Specifically, your call to “super().__init__(self)” is more or less the same as constructing an Actor like this: myActor = Actor(). Since no valid model is passed in, you get a warning to inform you of that potential issue.
It’s true that no valid model is passed in, but I’d like to give my own interpretation of what I think is going on, if you don’t mind .
Actually, it’s more like writing myActor = Actor(self). When using super() to call a base class method, self is not required as the first argument to be passed into it. But since it is passed into super().__init__ in the given code, it is treated as the models argument of Actor.__init__, and that’s what really causes the warning.

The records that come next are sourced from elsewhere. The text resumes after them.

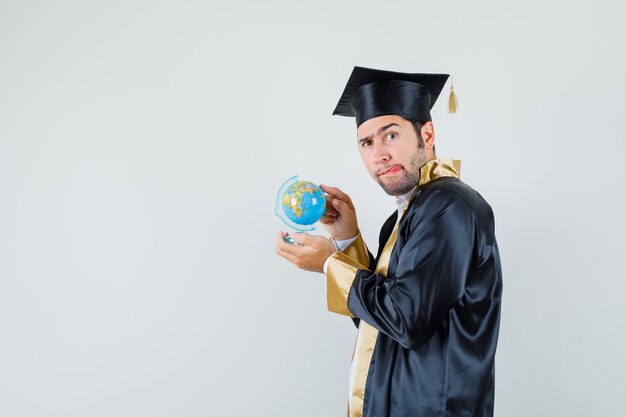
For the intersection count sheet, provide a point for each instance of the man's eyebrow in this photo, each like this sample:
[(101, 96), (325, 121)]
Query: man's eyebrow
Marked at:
[(378, 132)]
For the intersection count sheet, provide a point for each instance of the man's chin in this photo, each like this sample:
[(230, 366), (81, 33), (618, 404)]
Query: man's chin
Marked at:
[(398, 189)]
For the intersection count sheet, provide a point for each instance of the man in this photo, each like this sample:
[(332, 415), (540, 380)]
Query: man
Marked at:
[(428, 305)]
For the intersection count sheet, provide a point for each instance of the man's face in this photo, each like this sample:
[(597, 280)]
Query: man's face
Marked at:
[(392, 152)]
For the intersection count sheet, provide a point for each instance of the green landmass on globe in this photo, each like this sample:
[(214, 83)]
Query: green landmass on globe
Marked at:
[(300, 204)]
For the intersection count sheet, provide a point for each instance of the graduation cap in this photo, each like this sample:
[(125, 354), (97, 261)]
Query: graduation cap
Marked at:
[(371, 93)]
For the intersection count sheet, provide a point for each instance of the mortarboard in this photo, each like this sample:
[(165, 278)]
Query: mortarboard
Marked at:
[(371, 93)]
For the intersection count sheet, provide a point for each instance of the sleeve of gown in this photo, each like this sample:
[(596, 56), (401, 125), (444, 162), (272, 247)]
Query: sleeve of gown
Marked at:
[(430, 276), (342, 267)]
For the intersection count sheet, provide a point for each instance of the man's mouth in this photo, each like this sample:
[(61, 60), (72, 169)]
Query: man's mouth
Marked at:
[(390, 171)]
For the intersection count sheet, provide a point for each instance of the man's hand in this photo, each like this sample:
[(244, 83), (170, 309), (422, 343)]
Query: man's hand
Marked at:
[(340, 217), (310, 254)]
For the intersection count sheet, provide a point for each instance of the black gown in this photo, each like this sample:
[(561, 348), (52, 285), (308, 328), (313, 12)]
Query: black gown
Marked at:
[(437, 309)]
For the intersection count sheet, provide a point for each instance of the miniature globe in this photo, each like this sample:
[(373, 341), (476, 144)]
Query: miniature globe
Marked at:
[(300, 204)]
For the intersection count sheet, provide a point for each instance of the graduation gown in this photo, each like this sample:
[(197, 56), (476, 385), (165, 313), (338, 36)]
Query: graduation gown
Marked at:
[(427, 307)]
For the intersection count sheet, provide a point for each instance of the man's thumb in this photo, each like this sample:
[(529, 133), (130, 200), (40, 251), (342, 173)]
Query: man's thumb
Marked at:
[(340, 206)]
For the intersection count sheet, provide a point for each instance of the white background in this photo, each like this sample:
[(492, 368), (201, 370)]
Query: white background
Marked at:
[(141, 147)]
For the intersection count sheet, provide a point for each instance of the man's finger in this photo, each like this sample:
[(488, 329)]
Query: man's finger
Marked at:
[(341, 206), (302, 238)]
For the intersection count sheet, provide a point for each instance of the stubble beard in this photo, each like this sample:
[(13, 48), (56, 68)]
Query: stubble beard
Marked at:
[(410, 173)]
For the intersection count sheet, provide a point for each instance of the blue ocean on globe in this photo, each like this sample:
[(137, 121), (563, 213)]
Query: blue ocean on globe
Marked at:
[(300, 204)]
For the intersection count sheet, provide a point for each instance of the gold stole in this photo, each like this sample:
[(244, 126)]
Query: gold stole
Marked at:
[(341, 272)]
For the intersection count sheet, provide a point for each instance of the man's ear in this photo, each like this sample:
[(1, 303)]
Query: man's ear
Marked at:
[(428, 135)]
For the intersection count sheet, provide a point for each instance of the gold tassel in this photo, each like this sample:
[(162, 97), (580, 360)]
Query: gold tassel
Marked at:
[(452, 100)]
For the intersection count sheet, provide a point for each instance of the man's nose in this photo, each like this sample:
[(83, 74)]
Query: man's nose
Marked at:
[(381, 153)]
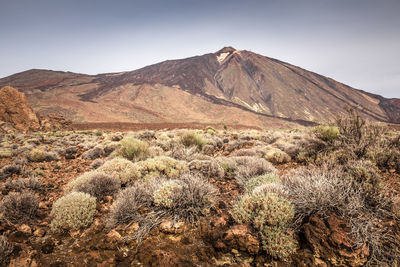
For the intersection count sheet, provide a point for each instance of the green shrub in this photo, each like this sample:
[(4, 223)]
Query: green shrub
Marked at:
[(270, 214), (19, 207), (164, 195), (73, 211), (193, 139), (123, 169), (326, 133), (161, 165), (260, 180), (248, 167), (132, 148)]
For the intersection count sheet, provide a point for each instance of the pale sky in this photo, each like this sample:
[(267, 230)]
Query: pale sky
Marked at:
[(356, 42)]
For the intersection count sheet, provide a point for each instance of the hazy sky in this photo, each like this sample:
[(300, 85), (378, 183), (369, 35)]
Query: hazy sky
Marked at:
[(356, 42)]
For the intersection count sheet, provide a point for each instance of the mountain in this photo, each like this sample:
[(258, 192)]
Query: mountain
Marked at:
[(230, 86)]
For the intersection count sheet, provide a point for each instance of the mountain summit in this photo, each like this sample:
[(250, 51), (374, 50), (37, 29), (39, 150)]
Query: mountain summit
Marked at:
[(229, 86)]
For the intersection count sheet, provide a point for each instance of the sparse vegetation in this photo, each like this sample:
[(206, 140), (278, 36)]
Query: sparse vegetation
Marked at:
[(121, 168), (18, 207), (73, 211), (191, 138), (132, 148)]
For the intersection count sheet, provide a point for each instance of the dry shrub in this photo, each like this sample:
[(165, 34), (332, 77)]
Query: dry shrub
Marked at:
[(99, 185), (192, 138), (73, 211), (332, 190), (93, 153), (19, 207), (39, 155), (150, 202), (130, 203), (271, 215), (277, 156), (5, 251), (132, 148), (161, 165), (19, 185), (208, 168), (123, 169), (96, 164), (254, 182), (248, 167)]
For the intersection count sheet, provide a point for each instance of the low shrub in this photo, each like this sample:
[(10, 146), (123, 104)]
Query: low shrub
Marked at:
[(161, 165), (271, 215), (192, 138), (326, 133), (208, 168), (98, 185), (254, 182), (19, 207), (149, 202), (73, 211), (325, 190), (248, 167), (277, 156), (96, 164), (123, 169), (132, 148), (5, 251), (39, 155), (93, 153), (130, 203), (20, 185)]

Also, creating an Actor without specifying a model does not seem to lead to a warning or error (probably because models and animations can be loaded afterwards using load_model and load_anims).
Anyway, I hope you’re not annoyed by my meddling in this topic .
Not at all! You clarified the matter, and that’s a welcome thing, for my part.
In any case, I own no claim on this thread! It’s public, open for people to comment on.
Ah, that’s interesting–I didn’t know that “self” was superfluous when using “super”–I don’t usually employ that approach myself, generally preferring “<superclass>.__init__(self …)”. So, yes, as you say, it would seem that the super-constructor was presumably attempting to construct an Actor using the instance-reference as its “model”.